Reply
 
LinkBack Thread Tools Search this Thread Display Modes
  #1   Report Post  
Posted to microsoft.public.excel.programming
external usenet poster
 
Posts: 1
Default New Q to old Post: Stuck at Trying to Extract Data from a Website using JSP

Hope I am not irritating anyone, but I indeed want to know how to extract
the information contained in the tagname "HTML" of an IE page to a cell.

My detailed question and previous discussion is copied below:

===================

I've run your macro, and it seems that the tagname "html" contains all the
text on the page, including the popup box.

I know nothing about how to control IE. How can I access the content of the
tagname "html" on the page?

I've tried:
Sheets("Sheet2").Range("a1").Value = IE.document.HTML

But the above gives me an error.

Hope you are still following the thread.

Thanks.

Herbert

"Joel" ...
The data is in different tables. The pop up window is displaying specific
data from specific tables. The dollar amount of the bids are shown in the
code below. I included a debug tool that I use which is in the sub DUMP.
I
usually run this code when I working with a webpage.

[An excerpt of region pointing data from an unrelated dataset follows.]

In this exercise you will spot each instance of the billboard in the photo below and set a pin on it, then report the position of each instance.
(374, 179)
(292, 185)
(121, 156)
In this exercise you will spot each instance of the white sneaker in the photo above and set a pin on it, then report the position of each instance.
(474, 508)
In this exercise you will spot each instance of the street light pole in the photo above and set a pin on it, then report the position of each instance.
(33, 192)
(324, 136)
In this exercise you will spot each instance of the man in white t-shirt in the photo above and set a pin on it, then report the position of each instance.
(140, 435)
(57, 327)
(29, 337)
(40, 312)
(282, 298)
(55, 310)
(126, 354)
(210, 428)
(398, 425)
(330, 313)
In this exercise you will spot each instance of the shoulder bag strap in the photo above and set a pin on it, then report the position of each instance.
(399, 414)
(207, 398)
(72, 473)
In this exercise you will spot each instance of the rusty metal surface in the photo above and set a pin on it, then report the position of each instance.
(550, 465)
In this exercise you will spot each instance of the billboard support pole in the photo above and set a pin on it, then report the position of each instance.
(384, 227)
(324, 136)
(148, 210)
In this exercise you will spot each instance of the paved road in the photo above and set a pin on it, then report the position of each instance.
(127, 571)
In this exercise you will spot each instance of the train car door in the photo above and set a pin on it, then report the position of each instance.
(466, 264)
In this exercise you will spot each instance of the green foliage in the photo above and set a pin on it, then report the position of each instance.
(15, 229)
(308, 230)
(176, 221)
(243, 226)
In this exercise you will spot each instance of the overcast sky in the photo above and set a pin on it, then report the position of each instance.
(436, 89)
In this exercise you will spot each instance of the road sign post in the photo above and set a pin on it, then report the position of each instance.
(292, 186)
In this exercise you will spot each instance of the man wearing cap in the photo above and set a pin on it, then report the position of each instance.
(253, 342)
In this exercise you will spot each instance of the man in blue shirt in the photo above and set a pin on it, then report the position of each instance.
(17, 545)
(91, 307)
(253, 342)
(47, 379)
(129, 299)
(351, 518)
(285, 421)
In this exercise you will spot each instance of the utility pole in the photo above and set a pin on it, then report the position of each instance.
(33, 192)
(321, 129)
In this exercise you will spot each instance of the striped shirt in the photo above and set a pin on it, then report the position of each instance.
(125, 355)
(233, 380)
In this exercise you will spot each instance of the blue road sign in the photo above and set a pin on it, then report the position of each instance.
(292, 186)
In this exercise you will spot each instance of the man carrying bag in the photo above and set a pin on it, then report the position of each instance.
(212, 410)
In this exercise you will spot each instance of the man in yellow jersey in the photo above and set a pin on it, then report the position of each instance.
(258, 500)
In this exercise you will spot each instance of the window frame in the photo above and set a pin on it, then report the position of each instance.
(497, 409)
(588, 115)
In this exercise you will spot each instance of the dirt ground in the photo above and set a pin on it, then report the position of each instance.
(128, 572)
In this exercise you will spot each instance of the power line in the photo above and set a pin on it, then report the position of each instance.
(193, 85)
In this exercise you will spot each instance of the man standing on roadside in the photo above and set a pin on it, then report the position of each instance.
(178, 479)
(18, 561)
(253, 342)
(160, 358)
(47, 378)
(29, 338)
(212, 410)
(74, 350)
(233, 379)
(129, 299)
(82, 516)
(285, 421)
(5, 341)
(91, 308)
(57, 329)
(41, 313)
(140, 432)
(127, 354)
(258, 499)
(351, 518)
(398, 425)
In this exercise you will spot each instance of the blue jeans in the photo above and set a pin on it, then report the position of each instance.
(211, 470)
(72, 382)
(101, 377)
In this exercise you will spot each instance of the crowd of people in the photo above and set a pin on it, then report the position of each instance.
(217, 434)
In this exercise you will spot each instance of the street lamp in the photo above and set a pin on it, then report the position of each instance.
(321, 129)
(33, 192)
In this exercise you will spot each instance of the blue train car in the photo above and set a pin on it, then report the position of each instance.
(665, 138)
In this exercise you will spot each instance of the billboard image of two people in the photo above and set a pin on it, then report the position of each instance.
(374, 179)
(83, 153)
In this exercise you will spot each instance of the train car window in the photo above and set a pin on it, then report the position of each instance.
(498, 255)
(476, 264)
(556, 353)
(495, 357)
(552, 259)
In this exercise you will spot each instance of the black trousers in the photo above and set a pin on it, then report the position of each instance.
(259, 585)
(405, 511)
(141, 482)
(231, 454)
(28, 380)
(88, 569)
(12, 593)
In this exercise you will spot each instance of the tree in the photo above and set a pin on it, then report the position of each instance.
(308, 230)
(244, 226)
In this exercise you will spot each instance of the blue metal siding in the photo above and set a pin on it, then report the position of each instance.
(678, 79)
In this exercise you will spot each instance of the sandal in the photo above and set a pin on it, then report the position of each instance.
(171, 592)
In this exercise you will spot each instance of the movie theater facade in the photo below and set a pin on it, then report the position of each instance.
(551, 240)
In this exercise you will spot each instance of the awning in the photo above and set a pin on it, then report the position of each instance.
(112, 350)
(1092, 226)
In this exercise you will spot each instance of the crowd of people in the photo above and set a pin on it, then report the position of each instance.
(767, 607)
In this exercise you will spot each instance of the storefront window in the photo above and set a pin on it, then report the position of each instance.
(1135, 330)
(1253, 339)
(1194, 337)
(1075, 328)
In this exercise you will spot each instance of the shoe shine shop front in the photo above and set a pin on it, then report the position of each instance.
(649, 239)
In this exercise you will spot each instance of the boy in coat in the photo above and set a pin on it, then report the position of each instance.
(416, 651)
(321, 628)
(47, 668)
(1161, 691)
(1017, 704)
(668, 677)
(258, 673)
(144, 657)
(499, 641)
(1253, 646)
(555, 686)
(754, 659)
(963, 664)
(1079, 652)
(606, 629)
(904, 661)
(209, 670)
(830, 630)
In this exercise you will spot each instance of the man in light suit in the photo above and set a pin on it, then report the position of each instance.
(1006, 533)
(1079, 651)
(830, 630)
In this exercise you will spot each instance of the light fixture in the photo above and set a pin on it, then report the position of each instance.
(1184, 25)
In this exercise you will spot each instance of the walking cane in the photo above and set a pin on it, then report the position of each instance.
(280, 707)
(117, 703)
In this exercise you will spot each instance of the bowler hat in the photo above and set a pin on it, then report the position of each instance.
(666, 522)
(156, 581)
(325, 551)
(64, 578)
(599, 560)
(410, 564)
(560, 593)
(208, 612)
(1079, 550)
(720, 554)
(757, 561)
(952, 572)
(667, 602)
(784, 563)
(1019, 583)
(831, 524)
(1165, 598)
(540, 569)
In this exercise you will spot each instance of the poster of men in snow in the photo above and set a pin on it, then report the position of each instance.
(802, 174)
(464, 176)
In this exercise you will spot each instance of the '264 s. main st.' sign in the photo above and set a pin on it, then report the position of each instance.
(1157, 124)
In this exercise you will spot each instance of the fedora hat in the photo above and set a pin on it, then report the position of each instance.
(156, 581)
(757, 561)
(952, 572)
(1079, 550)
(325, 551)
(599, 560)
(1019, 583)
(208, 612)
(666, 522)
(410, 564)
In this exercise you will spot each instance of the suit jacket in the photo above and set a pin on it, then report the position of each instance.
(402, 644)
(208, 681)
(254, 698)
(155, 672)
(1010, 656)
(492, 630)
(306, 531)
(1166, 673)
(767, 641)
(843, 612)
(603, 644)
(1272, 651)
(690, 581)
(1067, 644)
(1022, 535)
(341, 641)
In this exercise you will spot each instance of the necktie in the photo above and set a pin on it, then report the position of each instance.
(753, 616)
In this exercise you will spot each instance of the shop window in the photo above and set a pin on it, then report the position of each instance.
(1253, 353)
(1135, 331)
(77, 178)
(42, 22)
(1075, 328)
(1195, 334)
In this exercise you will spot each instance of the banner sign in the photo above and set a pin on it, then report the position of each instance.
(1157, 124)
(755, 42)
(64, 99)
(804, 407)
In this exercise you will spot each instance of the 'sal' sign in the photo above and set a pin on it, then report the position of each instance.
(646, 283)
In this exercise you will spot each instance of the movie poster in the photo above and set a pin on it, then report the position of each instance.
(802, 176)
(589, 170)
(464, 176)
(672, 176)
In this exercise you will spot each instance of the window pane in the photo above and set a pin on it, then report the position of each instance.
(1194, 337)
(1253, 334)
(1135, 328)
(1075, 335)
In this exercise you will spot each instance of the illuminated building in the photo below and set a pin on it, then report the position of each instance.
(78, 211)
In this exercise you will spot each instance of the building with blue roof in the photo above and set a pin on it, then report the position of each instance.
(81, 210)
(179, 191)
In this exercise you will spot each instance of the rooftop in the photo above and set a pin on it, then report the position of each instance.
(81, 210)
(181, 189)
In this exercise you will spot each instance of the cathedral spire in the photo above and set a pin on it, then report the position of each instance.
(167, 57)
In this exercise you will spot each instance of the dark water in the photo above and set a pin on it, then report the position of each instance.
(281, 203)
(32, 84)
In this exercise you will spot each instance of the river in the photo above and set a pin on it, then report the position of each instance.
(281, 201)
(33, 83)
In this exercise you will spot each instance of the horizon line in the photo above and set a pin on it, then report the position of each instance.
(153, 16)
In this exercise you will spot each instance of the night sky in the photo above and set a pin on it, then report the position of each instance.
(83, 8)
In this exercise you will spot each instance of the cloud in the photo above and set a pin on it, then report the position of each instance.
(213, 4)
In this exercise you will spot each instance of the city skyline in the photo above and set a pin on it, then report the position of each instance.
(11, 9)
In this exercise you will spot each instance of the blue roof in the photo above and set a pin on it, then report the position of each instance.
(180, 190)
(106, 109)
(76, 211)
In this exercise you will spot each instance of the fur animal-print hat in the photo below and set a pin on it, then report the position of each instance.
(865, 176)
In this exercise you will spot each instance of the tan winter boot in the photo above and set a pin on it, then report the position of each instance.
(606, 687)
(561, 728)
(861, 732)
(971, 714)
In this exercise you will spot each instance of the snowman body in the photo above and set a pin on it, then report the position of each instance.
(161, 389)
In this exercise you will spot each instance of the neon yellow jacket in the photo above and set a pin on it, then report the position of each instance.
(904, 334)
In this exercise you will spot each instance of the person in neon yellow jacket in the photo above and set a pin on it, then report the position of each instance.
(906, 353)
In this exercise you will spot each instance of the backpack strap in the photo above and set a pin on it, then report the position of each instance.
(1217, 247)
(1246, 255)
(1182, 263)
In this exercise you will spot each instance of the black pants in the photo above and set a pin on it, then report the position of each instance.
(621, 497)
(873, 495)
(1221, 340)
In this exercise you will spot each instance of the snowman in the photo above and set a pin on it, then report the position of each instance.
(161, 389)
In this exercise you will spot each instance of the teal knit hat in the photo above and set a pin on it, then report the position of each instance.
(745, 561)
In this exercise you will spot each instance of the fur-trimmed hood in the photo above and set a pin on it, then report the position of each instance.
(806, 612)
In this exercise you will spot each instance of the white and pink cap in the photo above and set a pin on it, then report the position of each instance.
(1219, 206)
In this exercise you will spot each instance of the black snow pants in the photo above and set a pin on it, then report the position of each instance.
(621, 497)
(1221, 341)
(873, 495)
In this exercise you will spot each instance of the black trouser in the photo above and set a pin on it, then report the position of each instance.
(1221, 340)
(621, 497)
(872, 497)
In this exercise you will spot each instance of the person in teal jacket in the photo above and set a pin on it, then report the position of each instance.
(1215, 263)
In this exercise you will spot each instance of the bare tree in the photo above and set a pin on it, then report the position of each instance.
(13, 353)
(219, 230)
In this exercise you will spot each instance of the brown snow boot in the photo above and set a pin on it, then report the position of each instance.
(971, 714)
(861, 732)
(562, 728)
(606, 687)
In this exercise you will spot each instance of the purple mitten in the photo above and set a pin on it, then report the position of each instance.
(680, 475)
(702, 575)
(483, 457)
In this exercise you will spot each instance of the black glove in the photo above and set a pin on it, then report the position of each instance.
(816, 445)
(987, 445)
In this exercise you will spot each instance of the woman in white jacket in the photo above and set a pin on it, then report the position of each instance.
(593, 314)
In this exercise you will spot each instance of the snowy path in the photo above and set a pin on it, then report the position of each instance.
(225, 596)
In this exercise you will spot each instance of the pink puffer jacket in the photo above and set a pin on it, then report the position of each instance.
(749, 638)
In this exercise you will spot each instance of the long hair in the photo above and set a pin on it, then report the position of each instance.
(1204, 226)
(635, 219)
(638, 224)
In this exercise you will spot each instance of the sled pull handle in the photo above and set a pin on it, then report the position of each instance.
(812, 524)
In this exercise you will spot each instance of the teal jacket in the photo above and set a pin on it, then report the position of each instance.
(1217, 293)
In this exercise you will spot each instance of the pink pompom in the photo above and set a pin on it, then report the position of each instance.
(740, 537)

I also add watch variables when I writing my code. Select variable like
TABLE and right click variable to add watch. I thedn single step through
the
code using F8.

The table vairable will have 18 tables. The index to the table starts at
zero so item 1 in the watch is table(0). You will see a property in the
watch window for tables call sourceindex. The source index starts at zero
and is the same data as the row number from dump (offset by 1). The data
you
need to get is the innertext property.

Sub GetHouse()
'URL = "http://proptx.midland.com.hk/unit/index.jsp?est_id=E00005"
URL = "http://proptx.midland.com.hk/unit/index.jsp"
Unit = "?est_id=E00005&unit_id=U000146982"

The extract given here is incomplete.